I cock my head and purse my lips at him. “A threat, then.”

“If I’m so disagreeable”—Rudjek shrugs—“he can always choose Jemi or Uran.”

I take a deep breath. “I never meant to cause strife between you and your father.”

Rudjek leans closer. He’s going to kiss me. I want him to, but instead he runs a teasing finger down one of my braids. “You can’t imagine how long I’ve wanted to do that.”

Heat creeps up my neck. “You used to pull my hair all the time when we were little.”

“Can we get out of here?” Rudjek shifts his hands to his hips. “Go to our fishing spot?”

I arch an eyebrow and cluck my tongue at him.

“With Majka and Kira, of course.” Rudjek winks. “I promise to behave.”

I don’t want him to behave. I want the kiss his father interrupted—a kiss to forget the bad, a kiss to bury the pain. Heka’s vision showed me a bleak future, but at least I can have this one thing, while the Kingdom is still in one piece.

The muted sounds of the market rush back in.

They never left, did they?

When a troupe of paid mourners cuts through the crowd, we split apart. Rudjek steps to one side and me to the other. Women tear at their already tattered clothes, kohl streaking down their cheeks. They pray to Kiva, the orisha of children, to save the souls of the fallen. A chill runs up my spine as Familiars fan through the mourners, feeding off their emotions.

They know.

“They’ve found the children!” someone screams.

Guards shove through the market.

“Below the cliffs near the Temple,” yells another.

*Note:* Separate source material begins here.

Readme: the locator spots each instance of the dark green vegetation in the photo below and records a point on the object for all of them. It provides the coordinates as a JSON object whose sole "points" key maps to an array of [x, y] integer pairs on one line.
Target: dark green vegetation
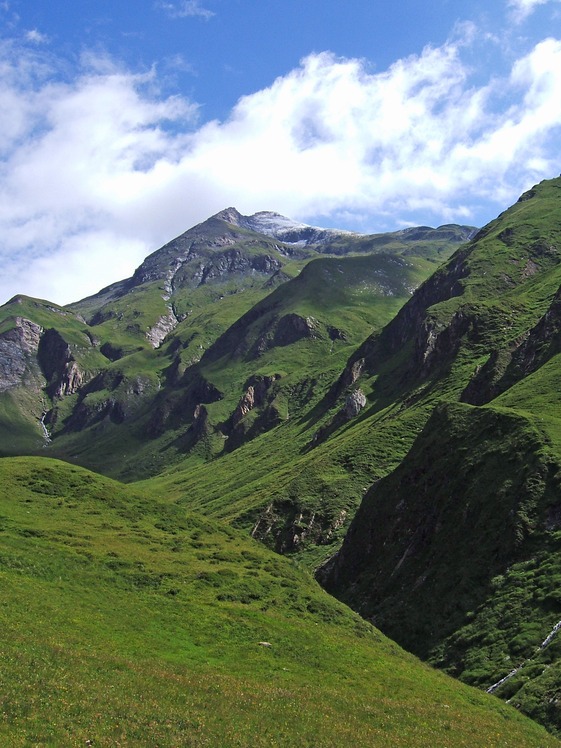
{"points": [[130, 622], [456, 554], [279, 385]]}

By the time the mourners pass, I wonder if Koré or another orisha has seen to it that someone found the children. The shotani would’ve hidden the bodies well, so this can be no accident.

“The Temple is on fire!” comes a third shout.

It’s true.

Black smoke swells atop the cliffs above the city, obscuring the Temple from sight.

I grab Rudjek’s arm and push against the flow of the crowd. People elbow their way toward the Temple, but another path will get us to the bottom of the precipice faster. By the time we clear the throng and land by the sacred Gaer tree, we’re both soaked in sweat and panting. Somewhere in the fray we’ve lost Majka and Kira. Rudjek stares at me, his mouth open, his earlier flirtation replaced by grim realization. Neither of us can speak. My mind slips back to the nightmare of Arti’s ritual and the demon eating the children’s souls. My father eating their souls.

“We tried, Arrah,” Rudjek says.

He doesn’t know how wrong he is, or the depths of my involvement. What would he think of me if he did? I watched the children’s lives snatched away so that the monster in my mother’s belly could exist. Rudjek shudders, seeing the guilt in my eyes. Put the pieces together! They found the children near the Temple. My thoughts scream what my tongue won’t allow me to speak.

“It isn’t your fault,” he reassures me. “You gave so much with that ritual.”

The plume of smoke above the Temple has doubled in size. Good. Let the vile place burn to ashes and my mother along with it. Let the fire destroy her the way she’s destroyed me. “This isn’t about me, Rudjek.” I wince. “You don’t understand.”